I think Ron Paul and his followers are a semi-permanent feature on the conservative-Republican landscape, and I believe his importance will grow. The guy clearly has legs (I've been getting Paul emails for months now), his message is resonating, and not just on the right. Here's Glenn Greenwald:
Regardless of how much attention the media pays, the explosion of support for the Paul campaign yesterday is much more than a one-time event. The Paul campaign is now a bona fide phenomenon of real significance, and it is difficult to see this as anything other than a very positive development.
There are, relatively speaking, very few people who agree with most of Paul's policy positions. In fact, a large portion of Americans -- perhaps most -- will find something in his litany of beliefs with which they not only disagree, but vehemently so. Paul has a coherent political world-view and states his positions clearly and unapologetically, without hedges, and that approach naturally ensures greater disagreement than the form of please-everyone obfuscation which drives most candidates.
I agree with everything Glenn says, but I'd add this. Ron Paul won't become President, or even the GOP nominee. But I think his real aim is to tear down the modern Republican Party, to dismember the aging conservative movement, and rebuild it entirely along a set of principles he believes in. And there, he may well have a chance. And what does that mean for the 2008 race?

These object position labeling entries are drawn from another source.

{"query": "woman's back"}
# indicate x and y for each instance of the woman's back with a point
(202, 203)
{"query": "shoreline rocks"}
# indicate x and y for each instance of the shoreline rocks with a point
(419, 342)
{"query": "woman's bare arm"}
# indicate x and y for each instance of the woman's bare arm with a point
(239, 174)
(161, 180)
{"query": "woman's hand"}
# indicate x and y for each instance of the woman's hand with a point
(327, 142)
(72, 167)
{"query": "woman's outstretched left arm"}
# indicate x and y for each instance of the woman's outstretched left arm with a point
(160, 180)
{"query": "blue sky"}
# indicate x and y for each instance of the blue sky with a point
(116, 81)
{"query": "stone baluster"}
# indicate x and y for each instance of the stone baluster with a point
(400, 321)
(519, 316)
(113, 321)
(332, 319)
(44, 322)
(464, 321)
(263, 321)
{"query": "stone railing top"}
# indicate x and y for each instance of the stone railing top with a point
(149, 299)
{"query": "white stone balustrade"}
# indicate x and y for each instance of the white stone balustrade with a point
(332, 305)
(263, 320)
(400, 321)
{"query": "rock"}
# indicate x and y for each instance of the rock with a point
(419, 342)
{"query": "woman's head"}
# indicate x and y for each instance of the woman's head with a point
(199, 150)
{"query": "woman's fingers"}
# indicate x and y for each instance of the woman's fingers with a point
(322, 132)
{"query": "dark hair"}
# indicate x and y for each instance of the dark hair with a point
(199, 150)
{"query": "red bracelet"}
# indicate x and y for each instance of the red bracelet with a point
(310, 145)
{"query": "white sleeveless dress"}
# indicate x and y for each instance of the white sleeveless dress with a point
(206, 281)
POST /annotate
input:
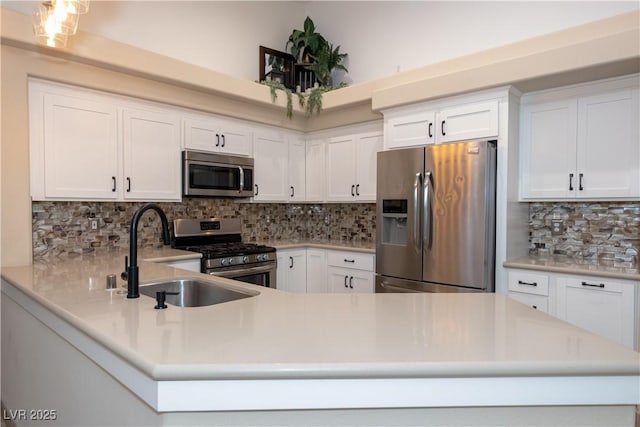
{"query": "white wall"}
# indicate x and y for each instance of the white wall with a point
(381, 37)
(385, 37)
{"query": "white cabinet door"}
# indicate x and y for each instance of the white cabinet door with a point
(201, 134)
(81, 148)
(537, 302)
(297, 169)
(608, 162)
(340, 171)
(316, 271)
(345, 280)
(601, 306)
(367, 147)
(410, 130)
(548, 156)
(351, 167)
(215, 135)
(315, 174)
(271, 176)
(152, 169)
(236, 140)
(479, 120)
(291, 273)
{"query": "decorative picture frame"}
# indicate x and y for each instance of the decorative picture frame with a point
(276, 65)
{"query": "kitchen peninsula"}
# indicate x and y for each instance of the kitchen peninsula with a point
(276, 358)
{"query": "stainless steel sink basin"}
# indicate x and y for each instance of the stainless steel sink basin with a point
(194, 292)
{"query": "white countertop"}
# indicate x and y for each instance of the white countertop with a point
(344, 245)
(282, 336)
(566, 265)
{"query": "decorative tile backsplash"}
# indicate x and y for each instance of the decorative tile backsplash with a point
(62, 228)
(599, 232)
(602, 232)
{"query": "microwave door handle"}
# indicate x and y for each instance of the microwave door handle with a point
(241, 179)
(426, 204)
(417, 184)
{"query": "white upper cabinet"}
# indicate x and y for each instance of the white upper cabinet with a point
(271, 157)
(86, 145)
(297, 169)
(213, 134)
(478, 120)
(436, 123)
(608, 158)
(581, 142)
(152, 169)
(351, 167)
(409, 130)
(315, 170)
(74, 148)
(549, 140)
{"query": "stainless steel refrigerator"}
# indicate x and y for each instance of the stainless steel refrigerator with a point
(435, 218)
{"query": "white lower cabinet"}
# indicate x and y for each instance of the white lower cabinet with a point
(531, 289)
(291, 274)
(350, 272)
(606, 307)
(315, 270)
(603, 306)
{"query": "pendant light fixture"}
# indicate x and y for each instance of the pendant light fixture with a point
(56, 20)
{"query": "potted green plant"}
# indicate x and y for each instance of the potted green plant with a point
(306, 43)
(325, 61)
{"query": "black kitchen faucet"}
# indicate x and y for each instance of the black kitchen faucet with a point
(131, 264)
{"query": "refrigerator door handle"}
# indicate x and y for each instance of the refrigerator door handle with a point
(426, 205)
(417, 185)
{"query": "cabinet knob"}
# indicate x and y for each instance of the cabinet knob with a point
(593, 285)
(520, 282)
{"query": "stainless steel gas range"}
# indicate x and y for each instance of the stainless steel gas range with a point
(223, 252)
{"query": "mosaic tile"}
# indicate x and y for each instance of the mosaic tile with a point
(61, 229)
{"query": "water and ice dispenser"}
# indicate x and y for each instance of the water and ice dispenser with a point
(394, 222)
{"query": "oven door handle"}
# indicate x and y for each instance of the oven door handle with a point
(243, 271)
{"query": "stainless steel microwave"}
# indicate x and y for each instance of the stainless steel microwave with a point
(211, 174)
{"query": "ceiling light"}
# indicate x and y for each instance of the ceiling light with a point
(55, 20)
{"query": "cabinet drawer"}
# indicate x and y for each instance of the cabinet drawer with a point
(539, 302)
(529, 283)
(355, 260)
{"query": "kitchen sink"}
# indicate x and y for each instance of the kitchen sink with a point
(192, 292)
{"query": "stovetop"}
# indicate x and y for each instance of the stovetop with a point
(214, 238)
(229, 249)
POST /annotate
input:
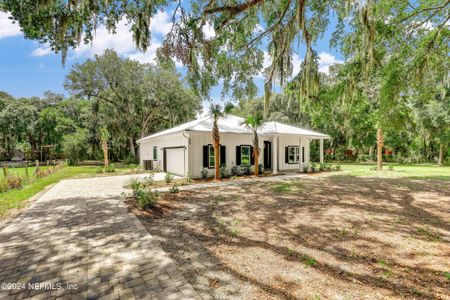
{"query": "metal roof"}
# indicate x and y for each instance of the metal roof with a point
(235, 124)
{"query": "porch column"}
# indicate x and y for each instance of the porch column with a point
(321, 151)
(275, 155)
(300, 146)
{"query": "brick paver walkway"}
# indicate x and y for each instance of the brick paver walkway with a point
(79, 241)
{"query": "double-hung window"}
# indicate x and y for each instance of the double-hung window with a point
(211, 156)
(293, 154)
(155, 153)
(245, 155)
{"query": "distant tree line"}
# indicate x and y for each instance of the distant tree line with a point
(127, 98)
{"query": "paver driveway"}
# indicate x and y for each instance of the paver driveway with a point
(79, 241)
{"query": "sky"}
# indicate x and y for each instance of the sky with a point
(29, 69)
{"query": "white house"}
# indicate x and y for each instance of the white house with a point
(187, 149)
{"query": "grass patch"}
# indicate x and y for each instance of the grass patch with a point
(412, 171)
(17, 198)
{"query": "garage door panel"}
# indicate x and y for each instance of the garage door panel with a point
(175, 161)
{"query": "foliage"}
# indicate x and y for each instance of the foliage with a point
(75, 146)
(110, 168)
(145, 198)
(223, 171)
(204, 173)
(168, 177)
(174, 189)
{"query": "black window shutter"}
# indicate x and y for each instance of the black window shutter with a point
(238, 155)
(286, 159)
(223, 157)
(252, 155)
(205, 156)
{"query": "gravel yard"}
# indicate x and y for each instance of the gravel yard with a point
(338, 237)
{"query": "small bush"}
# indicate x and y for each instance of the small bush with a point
(260, 168)
(204, 173)
(168, 178)
(245, 170)
(146, 198)
(236, 171)
(148, 180)
(13, 182)
(223, 171)
(110, 168)
(174, 189)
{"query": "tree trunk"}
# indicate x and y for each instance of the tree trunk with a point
(132, 148)
(256, 153)
(216, 160)
(380, 141)
(105, 153)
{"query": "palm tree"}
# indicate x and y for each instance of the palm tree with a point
(216, 112)
(254, 122)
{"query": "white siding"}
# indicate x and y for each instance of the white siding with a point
(173, 140)
(229, 140)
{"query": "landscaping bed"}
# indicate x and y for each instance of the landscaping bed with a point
(319, 237)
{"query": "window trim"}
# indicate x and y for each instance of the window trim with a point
(249, 155)
(209, 157)
(296, 155)
(155, 152)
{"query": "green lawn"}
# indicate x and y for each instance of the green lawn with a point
(17, 198)
(418, 171)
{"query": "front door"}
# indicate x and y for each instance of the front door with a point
(267, 155)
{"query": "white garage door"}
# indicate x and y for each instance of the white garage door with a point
(175, 161)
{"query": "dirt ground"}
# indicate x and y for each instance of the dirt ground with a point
(332, 237)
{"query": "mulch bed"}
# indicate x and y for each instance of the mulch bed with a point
(319, 238)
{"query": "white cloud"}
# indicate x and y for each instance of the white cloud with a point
(121, 41)
(41, 51)
(7, 27)
(326, 60)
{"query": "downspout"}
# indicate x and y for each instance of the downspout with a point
(186, 149)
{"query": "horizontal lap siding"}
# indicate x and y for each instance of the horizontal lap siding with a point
(229, 140)
(285, 141)
(173, 140)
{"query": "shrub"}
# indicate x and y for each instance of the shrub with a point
(204, 173)
(236, 171)
(260, 168)
(75, 147)
(245, 170)
(174, 189)
(110, 168)
(148, 180)
(146, 198)
(13, 181)
(168, 178)
(223, 171)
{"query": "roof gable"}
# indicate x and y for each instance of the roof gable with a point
(234, 124)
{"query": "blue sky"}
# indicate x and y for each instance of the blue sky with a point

UPDATE: Markos calls it "biggest example of people-power this cycle" and a "beautiful thing to behold." Jerome Armstrong notes: "Already at over 6.5M this quarter, Ron Paul is on track to raise more money than any other Republican candidate, and probably will raise more than either Clinton or Obama in the 4th quarter," and goes on to point out that the Paul effort makes the biggest and best use of open-source content and social networks of any campaign.